Her needs would soon go beyond what anyone in Haiti could handle.
“I got a call that there’s something wrong with her, her face is droopy,” Albom said.
He took Chika to the only MRI machine in Haiti.
“The report was two sentences,” Albom said. “There’s a mass on this child’s brain and whatever it is, there is no one in Haiti who can help. And that changed everything.”
Albom and his wife Janine Sabino decided to bring Chika home to Michigan for a diagnosis.
Doctors discovered a rare aggressive pediatric brain tumor known as DIPG, diffuse intrinsic pontine glioma. Cancer.
Chika was given four months to live.
The little girl moved into Albom and Sabino’s home and into their hearts.
They began a medical journey together in search of a key to unlock the cancer’s cruel odds.
“It made us a family,” Albom said. “And that is the greatest gift I think you can ever be given, especially by a child.”
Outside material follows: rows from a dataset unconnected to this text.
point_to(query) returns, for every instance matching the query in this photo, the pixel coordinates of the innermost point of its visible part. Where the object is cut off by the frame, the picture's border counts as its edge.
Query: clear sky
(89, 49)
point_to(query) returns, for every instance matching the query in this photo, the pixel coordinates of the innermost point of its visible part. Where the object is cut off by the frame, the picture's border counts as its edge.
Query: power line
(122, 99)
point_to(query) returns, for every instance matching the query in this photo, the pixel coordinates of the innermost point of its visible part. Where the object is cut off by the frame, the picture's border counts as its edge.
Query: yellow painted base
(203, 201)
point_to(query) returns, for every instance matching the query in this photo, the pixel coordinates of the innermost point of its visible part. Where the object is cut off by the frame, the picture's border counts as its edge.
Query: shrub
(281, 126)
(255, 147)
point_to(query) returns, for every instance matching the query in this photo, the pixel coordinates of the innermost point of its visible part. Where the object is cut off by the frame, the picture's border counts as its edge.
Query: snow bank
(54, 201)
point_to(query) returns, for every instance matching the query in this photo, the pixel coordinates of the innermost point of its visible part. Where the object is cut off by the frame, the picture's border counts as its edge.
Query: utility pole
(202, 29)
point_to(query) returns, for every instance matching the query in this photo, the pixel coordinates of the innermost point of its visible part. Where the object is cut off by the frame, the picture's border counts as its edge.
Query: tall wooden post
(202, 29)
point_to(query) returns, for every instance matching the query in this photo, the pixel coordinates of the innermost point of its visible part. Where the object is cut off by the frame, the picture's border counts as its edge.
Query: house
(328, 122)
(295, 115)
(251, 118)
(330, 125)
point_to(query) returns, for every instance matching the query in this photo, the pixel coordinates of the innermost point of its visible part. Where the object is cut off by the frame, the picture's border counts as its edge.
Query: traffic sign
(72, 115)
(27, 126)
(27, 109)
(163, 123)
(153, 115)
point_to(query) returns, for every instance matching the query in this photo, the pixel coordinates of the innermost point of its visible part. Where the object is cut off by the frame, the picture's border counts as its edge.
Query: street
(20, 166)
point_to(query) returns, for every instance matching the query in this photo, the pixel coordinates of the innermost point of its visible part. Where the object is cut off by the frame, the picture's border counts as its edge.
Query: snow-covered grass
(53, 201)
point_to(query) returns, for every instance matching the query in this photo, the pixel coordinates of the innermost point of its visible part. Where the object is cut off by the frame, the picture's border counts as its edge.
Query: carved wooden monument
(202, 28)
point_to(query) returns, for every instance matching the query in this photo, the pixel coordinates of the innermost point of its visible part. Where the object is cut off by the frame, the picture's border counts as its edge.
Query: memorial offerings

Chika lived far longer than doctors predicted, but after two years her body could take no more.
She died shortly after her princess party to celebrate her 7th birthday.
Albom and Sabino were at her bedside.
“I felt like I was supposed to save Chika, and when I was not able to save Chika I was angry at myself, at God, at the world, at the medical community and all those things,” he said.
Albom’s lessons learned from a dying college professor led him to write “Tuesdays With Morrie.”
Now his reflections on the short life of Chika are in his new book, “Finding Chika.”
“She opened my eyes to a million lessons,” he said. “We did not lose a child. We were given a child, and that’s the way I choose to look at it, the positive message and feeling Chika has left me with after all this time.”
All proceeds from the book go to his Have Faith Haiti Mission & Orphanage, home to 52 children.
“My third act of life is going to be those kids and making sure that they are carried,” Albom said.
“You can make a family no matter what, no matter how, no matter what age, no matter what connection. Family is just people together in love.”